Stereotypes can get grotesque and ugly, and are often used to put, and keep, people down. I am against that, especially when the stereotypes are used by those with power against those who don’t have it.


I understand that people can get sensitive and not want to see certain things or hear or see certain words.


But I'm a peculiar creature with a thick skin. I’ve been called just about everything. At my current age and weird experience, it would be difficult for anyone to insult me.


Really. I’m a Chicano writer/artist/satirist. I’ve got that rasquache thing going, and that means that my sense of humor can be weird and vicious. Call me a bad name and I’ll pick it up, twist it up, and throw it back at you.


I’m also a free speech fanatic. My career has been a long fight for the right to be outrageous and, yes, insulting.


I often try to insult certain people in my work, and it’s a joy when they let me know that I’ve been successful.


Yeah, now and then people I didn’t mean to hurt get caught in the crossfire. I never claimed to be writing for everybody. I’m always warning people about me. I am my own warning label.



I also don’t expect the entire fucking universe to be according to my liking. I learned that long ago.


As a cartoonist--cartooning is a language of stereotypes, like hieroglyphics--I have studied the history of the art form and know that stereotypes come and go. Like individuals, societies use stereotypes, then outgrow and then discard them. Cartoons from even just a few decades past have images and jokes that are considered just plain wrong today. As long as I can remember, there have been controversies. 


I remember that some Chicano students petitioned Dr. Demento against playing Lalo Guerrero’s The Ballad of Pancho Lopez. When I told my dad, he said, "They have to go home and ask their parents about Lalo Guerrero." Treasure of the Sierra Madre was banned from television in L.A. because of Alfonso Bedoya's role as Gold Hat, the "we don't need no stinking badges" guy. And the Frito Bandito got offed by MEChA . . .

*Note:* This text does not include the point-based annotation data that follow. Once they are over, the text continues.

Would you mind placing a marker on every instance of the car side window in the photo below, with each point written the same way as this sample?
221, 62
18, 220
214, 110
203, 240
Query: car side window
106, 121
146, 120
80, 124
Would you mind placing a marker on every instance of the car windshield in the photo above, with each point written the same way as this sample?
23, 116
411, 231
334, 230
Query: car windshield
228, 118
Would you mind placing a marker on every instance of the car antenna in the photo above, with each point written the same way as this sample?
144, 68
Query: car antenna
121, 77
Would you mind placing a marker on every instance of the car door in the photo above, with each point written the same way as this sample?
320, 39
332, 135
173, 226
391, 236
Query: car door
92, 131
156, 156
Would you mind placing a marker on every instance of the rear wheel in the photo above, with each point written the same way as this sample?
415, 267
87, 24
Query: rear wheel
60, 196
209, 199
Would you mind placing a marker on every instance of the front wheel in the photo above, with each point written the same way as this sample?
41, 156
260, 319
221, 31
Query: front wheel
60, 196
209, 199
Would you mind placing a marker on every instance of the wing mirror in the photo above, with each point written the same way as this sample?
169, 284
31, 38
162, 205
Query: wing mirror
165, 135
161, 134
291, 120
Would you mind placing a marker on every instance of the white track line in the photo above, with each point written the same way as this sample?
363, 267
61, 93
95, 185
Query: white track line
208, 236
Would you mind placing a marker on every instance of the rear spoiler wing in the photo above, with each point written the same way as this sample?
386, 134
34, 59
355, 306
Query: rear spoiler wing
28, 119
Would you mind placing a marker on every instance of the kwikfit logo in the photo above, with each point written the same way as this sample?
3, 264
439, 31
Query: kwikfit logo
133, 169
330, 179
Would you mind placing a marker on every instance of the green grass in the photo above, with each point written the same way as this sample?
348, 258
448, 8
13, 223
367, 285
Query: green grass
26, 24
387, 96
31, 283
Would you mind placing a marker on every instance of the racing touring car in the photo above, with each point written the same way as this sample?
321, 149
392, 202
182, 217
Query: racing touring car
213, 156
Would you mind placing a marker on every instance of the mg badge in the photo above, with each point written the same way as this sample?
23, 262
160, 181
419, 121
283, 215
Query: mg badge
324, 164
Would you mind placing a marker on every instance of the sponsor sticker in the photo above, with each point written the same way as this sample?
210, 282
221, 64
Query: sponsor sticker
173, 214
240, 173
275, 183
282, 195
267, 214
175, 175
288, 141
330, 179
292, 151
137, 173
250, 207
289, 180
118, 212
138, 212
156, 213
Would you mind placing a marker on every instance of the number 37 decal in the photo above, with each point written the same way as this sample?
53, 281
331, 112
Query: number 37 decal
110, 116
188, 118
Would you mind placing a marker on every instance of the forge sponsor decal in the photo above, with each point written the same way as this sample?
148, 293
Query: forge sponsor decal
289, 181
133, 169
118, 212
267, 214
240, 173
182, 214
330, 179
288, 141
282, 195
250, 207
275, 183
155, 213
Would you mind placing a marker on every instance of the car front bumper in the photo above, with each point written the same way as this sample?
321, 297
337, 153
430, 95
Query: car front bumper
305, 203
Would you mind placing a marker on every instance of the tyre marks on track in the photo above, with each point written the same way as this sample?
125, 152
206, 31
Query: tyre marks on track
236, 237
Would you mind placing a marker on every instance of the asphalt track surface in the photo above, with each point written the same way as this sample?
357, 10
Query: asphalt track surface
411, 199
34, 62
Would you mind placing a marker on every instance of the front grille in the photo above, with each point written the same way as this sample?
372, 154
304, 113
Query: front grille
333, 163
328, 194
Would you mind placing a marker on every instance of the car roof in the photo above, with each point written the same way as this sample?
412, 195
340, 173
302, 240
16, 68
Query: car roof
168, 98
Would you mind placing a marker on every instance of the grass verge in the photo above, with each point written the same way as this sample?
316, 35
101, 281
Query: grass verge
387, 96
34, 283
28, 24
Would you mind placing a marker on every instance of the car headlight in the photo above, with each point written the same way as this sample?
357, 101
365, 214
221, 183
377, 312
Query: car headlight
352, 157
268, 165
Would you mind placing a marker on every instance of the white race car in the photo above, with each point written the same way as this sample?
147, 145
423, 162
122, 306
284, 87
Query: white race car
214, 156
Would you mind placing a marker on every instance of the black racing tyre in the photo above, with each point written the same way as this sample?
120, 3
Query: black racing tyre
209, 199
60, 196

Some Latinxs have come to the defense of Speedy Gonzalez--who is the closest we have to Hollywood creating a Mexican superhero, and he won an Academy award--and does anyone mourn the Frito Bandito? I won’t mention Go-Go Gomez, who was a human version of Speedy on the Sixties Dick Tracy cartoons.


I still don’t think the old, stereotypical stuff should be banned. It shouldn’t be randomly presented as children’s entertainment either. It needs to be studied, remembered, dissected in broad daylight in front a live audience. Also, things activists in the U.S.A. find offensive are seen as part of the landscape, and even are beloved, down in Mexico. Different generations often disagree. Is the decor of Mexican restaurants demeaning?


We all need to talk.


¡Hijole! I got rambling here . . .


I’ll end with a bit of advice. The best way to fight back against abusers of stereotypes is not be what they think you are and put it in their face. It’s something I can’t help, being so damned nonstereotypical, with the Irish surname, what my grandmother called my “paddy” accent, being interested in all kinds of things that “Mexicans'' aren't supposed to know about, and constantly going where no Chicano has gone before.

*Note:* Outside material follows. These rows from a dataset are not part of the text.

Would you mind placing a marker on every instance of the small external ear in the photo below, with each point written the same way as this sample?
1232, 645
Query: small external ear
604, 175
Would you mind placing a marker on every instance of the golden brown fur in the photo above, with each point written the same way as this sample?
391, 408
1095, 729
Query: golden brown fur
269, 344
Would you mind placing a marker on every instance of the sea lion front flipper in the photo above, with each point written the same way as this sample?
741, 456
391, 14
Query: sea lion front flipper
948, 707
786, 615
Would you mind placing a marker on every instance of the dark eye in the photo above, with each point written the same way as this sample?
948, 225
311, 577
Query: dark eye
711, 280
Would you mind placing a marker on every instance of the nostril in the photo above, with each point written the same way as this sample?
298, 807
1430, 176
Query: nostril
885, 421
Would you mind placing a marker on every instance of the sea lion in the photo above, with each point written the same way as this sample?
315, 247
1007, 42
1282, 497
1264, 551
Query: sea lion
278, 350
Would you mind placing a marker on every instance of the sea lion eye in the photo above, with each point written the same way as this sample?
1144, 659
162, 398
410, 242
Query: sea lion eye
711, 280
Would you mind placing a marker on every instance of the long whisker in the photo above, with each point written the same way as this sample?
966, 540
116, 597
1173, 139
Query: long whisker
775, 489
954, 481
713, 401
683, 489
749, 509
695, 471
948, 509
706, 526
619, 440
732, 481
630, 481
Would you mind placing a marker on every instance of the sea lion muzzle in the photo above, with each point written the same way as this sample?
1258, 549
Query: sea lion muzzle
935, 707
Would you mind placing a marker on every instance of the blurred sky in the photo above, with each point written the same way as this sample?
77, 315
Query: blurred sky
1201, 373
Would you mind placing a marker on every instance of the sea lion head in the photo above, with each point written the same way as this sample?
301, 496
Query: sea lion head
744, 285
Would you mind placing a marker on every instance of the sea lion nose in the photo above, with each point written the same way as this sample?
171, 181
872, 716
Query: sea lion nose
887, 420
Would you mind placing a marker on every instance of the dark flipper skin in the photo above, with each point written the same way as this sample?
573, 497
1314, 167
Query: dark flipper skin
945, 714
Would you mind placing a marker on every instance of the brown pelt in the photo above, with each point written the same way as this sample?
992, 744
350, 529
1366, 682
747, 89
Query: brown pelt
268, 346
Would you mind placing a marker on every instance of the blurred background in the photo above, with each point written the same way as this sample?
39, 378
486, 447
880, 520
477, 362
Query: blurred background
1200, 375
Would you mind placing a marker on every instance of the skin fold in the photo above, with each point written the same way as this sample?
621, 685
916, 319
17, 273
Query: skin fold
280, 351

Chicanonautica is the best defense.



Ernest Hogan wears a spaghetti western bandido moustache because people keep mistaking him for black or Arab.

2 comments:

Fun at the Library said...

Well said, Ernie. If people only understood what they're doing or saying with stereotypes they could say and do it better. They could use irony, humor, love in their interactions with the world. Stereotypes can be understood and appreciated for what they are. And they shouldn't ever replace our knowledge of what the real world is like just because we use stereotypical approximations as an amusing way to look at things. I agree with everything you said, the mustache looks good on you.
-=-Ken St. Andre

Daniel Cano said...

Like stereotypes for "smart" people are called archetypes.